Nice work @mav and @JoeSmithJr
The big thing for me from an architect perspective is this really (always open to improvements).
When any bit of data is lost then the network must recover it quickly and definitely. My take has always been if you can lose a bit you can lose it all. So our scheme is not replication alone, it is chunking and replication. So each chunk can be considered the whole file in terms of loss. We lose one chunk and the file is dead. For erasure coding it could be you can lose say 20 chunks and the file may still survive.
That sounds great, however the big if really does matter.
For each piece you lose, does the network realise that and when? Lets ignore rebuild times for erasure codes and say the chunk can just be created somewhere, there is a copy somewhere we can get. So the time from loss to recover is hugely important, lets call it
T (I realised after writing this that I do not refer to T again directly, but left it here as it is important)
For replication we have
R replicants arranged in a common group, or network address space. In that space we have nodes that are keen to maintain their chunks (for farming) and not be penalised. A node could lose a single chunk (weird) and recover it by asking? More likely a node is lost. So we have nodes waiting to take it’s place as soon as possible (its a high priority event). The nodes to take its place already have the chunks they need.
So we set
R or group size at the level where we cannot lose all holders in the time it takes to replace a single holder. This is similar to kademlia, although it uses a magic number for the selection of
R (well in kad its not
R it is called
k, but irrelevant).
So we try and recover as fast as possible, but set the safety factor higher than we envisage the total number of copies can vanish. So
R is used for a particular reason.
If we had Erasure Codes then we would have
p parts of
n is the file. So the network can lose
n-p parts say. So the same logic should apply is we want to not lose data at all. This would mean the architecture would need to know when we lose
n-p parts as that is when the file is gone. This to me means when we lose a single
p then we must start that process, whatever it is.
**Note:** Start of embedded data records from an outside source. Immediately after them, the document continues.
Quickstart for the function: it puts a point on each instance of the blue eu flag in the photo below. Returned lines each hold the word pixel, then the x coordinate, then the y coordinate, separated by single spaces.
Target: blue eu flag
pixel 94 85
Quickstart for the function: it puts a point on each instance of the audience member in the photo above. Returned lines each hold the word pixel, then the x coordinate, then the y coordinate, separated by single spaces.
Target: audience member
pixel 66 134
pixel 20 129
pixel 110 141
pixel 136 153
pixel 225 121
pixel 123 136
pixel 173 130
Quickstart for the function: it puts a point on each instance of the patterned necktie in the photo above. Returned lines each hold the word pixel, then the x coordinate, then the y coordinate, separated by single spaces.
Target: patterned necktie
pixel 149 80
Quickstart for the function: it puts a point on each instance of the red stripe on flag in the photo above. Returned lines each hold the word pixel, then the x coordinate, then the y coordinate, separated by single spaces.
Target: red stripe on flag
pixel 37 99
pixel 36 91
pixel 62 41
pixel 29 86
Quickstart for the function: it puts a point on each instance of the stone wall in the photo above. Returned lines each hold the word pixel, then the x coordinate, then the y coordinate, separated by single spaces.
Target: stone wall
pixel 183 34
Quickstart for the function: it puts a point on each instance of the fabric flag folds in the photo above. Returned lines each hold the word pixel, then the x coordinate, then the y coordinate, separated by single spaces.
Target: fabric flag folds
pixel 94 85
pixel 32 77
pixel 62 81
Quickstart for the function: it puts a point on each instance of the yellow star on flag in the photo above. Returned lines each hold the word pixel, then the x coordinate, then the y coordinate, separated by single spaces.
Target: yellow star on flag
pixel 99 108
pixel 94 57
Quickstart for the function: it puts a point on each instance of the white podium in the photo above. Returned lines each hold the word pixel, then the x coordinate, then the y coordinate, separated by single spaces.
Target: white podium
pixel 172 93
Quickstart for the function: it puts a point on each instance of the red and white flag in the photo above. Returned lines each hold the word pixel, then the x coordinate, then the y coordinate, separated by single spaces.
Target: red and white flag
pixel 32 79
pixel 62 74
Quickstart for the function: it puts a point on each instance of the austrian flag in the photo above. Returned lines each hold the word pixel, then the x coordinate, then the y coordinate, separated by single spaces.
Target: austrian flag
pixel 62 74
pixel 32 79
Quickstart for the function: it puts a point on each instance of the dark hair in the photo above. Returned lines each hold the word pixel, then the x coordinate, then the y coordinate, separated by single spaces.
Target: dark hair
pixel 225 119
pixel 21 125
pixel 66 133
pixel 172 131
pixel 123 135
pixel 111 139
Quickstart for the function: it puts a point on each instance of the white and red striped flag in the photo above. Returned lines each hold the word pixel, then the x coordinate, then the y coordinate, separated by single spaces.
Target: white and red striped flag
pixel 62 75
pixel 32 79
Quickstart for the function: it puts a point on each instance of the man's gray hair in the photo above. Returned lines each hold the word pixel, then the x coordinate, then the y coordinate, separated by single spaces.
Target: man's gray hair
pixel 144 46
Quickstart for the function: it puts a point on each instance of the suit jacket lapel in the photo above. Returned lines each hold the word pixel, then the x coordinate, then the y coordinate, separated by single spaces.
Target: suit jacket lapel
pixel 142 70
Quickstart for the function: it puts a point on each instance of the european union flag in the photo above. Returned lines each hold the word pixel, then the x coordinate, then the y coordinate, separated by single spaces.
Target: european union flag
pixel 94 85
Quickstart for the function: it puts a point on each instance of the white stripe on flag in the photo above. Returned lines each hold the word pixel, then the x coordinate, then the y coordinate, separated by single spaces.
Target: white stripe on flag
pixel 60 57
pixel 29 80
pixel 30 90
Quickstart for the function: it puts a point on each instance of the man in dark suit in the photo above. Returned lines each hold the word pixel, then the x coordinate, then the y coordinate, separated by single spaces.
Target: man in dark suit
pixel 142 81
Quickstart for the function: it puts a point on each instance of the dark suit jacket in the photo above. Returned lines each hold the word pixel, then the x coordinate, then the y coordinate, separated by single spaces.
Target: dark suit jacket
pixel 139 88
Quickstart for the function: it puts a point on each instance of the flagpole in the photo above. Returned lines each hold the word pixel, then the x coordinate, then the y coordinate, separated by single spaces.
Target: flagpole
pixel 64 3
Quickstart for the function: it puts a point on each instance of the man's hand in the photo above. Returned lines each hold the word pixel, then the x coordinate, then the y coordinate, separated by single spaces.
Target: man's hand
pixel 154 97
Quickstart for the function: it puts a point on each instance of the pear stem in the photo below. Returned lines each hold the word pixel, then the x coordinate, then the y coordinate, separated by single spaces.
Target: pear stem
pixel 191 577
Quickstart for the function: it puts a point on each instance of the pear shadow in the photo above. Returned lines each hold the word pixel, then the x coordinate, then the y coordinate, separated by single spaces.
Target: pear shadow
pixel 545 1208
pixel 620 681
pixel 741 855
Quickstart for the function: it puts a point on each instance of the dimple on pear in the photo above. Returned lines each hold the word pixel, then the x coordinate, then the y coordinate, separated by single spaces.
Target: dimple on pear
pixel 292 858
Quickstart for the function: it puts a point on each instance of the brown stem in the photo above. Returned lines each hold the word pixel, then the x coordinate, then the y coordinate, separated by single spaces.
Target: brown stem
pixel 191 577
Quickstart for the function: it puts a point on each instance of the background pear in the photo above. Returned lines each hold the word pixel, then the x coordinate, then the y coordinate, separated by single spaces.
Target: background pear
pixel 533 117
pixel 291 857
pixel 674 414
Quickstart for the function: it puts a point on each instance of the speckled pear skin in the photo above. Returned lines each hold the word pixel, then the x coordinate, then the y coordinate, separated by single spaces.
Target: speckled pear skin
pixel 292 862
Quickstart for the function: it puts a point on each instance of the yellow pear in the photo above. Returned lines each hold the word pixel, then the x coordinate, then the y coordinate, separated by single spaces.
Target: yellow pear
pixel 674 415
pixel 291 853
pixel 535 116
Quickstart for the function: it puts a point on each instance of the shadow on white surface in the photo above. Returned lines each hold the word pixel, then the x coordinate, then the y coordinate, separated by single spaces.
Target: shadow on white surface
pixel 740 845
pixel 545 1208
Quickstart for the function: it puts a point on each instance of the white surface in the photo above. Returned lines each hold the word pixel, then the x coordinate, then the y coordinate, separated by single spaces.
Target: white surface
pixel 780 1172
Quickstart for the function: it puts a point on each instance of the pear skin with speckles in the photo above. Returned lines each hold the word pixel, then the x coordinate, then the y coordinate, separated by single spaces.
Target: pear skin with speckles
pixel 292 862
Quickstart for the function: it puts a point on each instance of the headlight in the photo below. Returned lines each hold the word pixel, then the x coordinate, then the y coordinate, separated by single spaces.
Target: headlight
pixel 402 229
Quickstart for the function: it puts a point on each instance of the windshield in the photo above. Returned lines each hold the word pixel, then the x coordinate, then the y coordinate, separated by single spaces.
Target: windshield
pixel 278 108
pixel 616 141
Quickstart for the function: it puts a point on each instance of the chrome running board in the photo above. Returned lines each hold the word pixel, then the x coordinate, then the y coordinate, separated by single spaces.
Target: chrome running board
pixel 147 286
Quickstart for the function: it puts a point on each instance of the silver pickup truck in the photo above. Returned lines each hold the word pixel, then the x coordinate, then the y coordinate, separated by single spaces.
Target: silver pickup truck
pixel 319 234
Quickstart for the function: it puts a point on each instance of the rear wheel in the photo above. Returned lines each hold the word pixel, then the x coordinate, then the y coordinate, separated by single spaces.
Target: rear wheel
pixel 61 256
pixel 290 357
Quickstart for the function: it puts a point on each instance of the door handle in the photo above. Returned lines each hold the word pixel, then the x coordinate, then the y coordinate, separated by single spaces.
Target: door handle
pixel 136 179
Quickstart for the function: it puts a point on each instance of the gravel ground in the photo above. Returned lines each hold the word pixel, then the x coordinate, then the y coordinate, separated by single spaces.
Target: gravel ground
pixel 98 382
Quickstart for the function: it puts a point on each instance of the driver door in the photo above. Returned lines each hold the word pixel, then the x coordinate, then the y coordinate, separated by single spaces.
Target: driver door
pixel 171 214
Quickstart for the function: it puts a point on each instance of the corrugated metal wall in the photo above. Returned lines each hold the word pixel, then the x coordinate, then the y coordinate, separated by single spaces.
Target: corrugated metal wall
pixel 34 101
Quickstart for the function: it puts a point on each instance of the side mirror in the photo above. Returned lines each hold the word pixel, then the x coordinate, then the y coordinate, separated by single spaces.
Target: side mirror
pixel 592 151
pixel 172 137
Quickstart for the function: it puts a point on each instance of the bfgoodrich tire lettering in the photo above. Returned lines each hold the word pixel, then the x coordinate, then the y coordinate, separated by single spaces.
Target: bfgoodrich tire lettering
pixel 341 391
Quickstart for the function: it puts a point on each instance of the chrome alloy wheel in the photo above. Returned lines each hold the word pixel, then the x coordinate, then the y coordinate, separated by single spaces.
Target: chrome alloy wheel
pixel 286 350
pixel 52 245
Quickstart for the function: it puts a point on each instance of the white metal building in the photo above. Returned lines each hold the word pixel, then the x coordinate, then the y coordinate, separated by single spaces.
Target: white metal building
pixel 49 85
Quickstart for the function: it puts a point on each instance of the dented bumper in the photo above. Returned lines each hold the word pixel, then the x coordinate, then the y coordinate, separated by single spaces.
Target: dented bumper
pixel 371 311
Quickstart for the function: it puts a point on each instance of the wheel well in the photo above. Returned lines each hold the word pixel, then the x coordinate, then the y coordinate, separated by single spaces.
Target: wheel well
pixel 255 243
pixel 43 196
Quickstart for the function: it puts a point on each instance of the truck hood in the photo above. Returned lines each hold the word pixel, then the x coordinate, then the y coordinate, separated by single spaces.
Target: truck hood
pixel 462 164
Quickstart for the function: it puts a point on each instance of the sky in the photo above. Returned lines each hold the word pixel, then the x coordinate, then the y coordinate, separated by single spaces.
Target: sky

This is the crunch part though.
So for us we have sections/groups that are responsible for the single file part and they do not know the whole file. This is for security and efficiency (mainly the latter as rainbow lists etc. etc. for the former). Therefore the group knows a part is missing and acts immediately, We cannot go faster than that and its the network minimum refresh setting (in kad talk).
In EC then when a
p goes missing, there are no replicants, group members do not know or care it’s gone. However the other
n holders must start acting (even if that means waiting on more
p going missing). So now there is a mesh of RPCs connecting all
n parts and the health of each
n part. That links all holders of that file together (intake of breath time for privacy). So even if we could do that then a holder of X parts of
X files will need that mesh of connections/RPCs for each part. That will mean multiplexing connections and knowing the IP address of a huge number of nodes (again security, DOS attack etc.) and that is prohibitive for us.
There is a lot more to it, but erasure codes as far as we know from the architecture side would be very heavy on comms and affect on network architecture. There could be things done like have nodes know what neighbors hold in terms of what
n parts they have, but then the web gets huge, fast. So I am interested in how people solve this.
In terms of speed, then replication will be faster AFAIK, even simplify to RAID where all things are local, chunking and replication (striping) are significantly faster to read and write than erasure code data (parity).
If you compare erasure codes to whole file replication then its much faster, but we do not do that, we do chunking and replication, it is a huge difference. I showed the NHS in Scotland this, where we have a 300Mb/s disk array to store data, I said, we can compress, encrypt and store faster than 300Mb/s, or we can do all these operations on a file and write it faster and we did. We had over 900Mb/s, because of chunking. This is where the speed improvements come from, not erasure codes, but smaller file parts. This is why bittorrent is fast, it’s part. If you then have cpu complexity putting the parts together like erasure code algorithms, then that slows it down.
To be clear, we do not just put parts back, we do decrypt, decompress etc. as well as hash check each part. So we are slower than just striping, but not too much, erasure codes will be slower that striping as well, but not too much, both will be faster than whole file retrieval.
However the hash check is vital, otherwise it would be significant work to find a bad part, say a bit flipped
p or chunk. If it were pure erasure codes then this part is critical in a hostile Internet, not so much in a hard drive though ;-). So I think erasure codes will require more work than just implementing a reed solomon type algorithm. I would love to see folks attack these problems though and Storj seems to be looking at least, so it will be great to see how it all pans out. We can all learn all the time.